Observability in Agentic Flows - Debugging the "Black Box"

·
observabilitytracingdebuggingagent-internals

An agent deletes a staging database table. The logs say: DELETE FROM config_overrides;.

What they don't say is why.

Turns out the agent couldn't find a configuration file. It was looking in the wrong directory. It concluded the environment was corrupted. It decided a "clean reset" was the best course of action.

Perfectly logical reasoning. Absolutely catastrophic outcome.

The file existed. It was in /opt/app/config.yaml. The agent just didn't look there.

This is the observability problem in agentic systems. Traditional logging doesn't solve it.

A Fourth Pillar

In regular software, there are three pillars: logs, metrics, traces. They tell you what happened, how often, and in what order.

Usually, that's enough.

For agents, you need a fourth: reasoning logs.

A regular log: Tool called: deleteTable(config_overrides)

A reasoning log: "Searched for config.yaml in /etc/app/ and /home/app/. Neither path contained the file. This suggests the environment is corrupted. Will reset by clearing the overrides table."

The first tells you what happened. The second tells you why — and more importantly, where the reasoning went wrong.

Externalizing the Chain of Thought

The biggest mistake: treating the agent's reasoning as an internal implementation detail.

It's not. In production, the chain of thought is your most important debugging signal.

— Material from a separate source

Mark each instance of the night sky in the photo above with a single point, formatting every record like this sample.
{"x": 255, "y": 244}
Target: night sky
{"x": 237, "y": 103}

Force every agent to output its reasoning into a structured field captured by the logging infrastructure. Not as a debug log level that gets filtered out in production — as a first-class field on every agent action.

interface AgentAction {
  actionId: string;
  timestamp: number;
  reasoning: string;      // WHY the agent chose this action
  plan: string[];         // What it intends to do next
  toolName: string;
  toolArgs: Record<string, unknown>;
  result: unknown;
  durationMs: number;
}

When something goes wrong, don't grep for errors. Grep for the reasoning.

The reasoning tells you where the agent's mental model diverged from reality. That's almost always the root cause.

Spans for Tool Calls

Every tool execution should be its own OpenTelemetry span. This isn't optional.

import { trace, SpanStatusCode } from '@opentelemetry/api';

const tracer = trace.getTracer('agent-tools');

async function instrumentedToolCall(
  toolName: string,
  args: Record<string, unknown>,
  reasoning: string
) {
  return tracer.startActiveSpan(`agent.tool.${toolName}`, async (span) => {
    span.setAttribute('agent.reasoning', reasoning);
    span.setAttribute('tool.name', toolName);
    span.setAttribute('tool.args', JSON.stringify(args));
    
    try {
      const result = await executeTool(toolName, args);
      span.setAttribute('tool.result', JSON.stringify(result));
      span.setStatus({ code: SpanStatusCode.OK });
      return result;
    } catch (error) {
      span.setStatus({ 
        code: SpanStatusCode.ERROR, 
        message: error instanceof Error ? error.message : 'Unknown error' 
      });
      span.recordException(error as Error);
      throw error;
    } finally {
      span.end();
    }
  });
}

Now when you look at a trace, you don't just see "tool A called tool B." You see why tool A was called, what it expected to happen, and what actually happened.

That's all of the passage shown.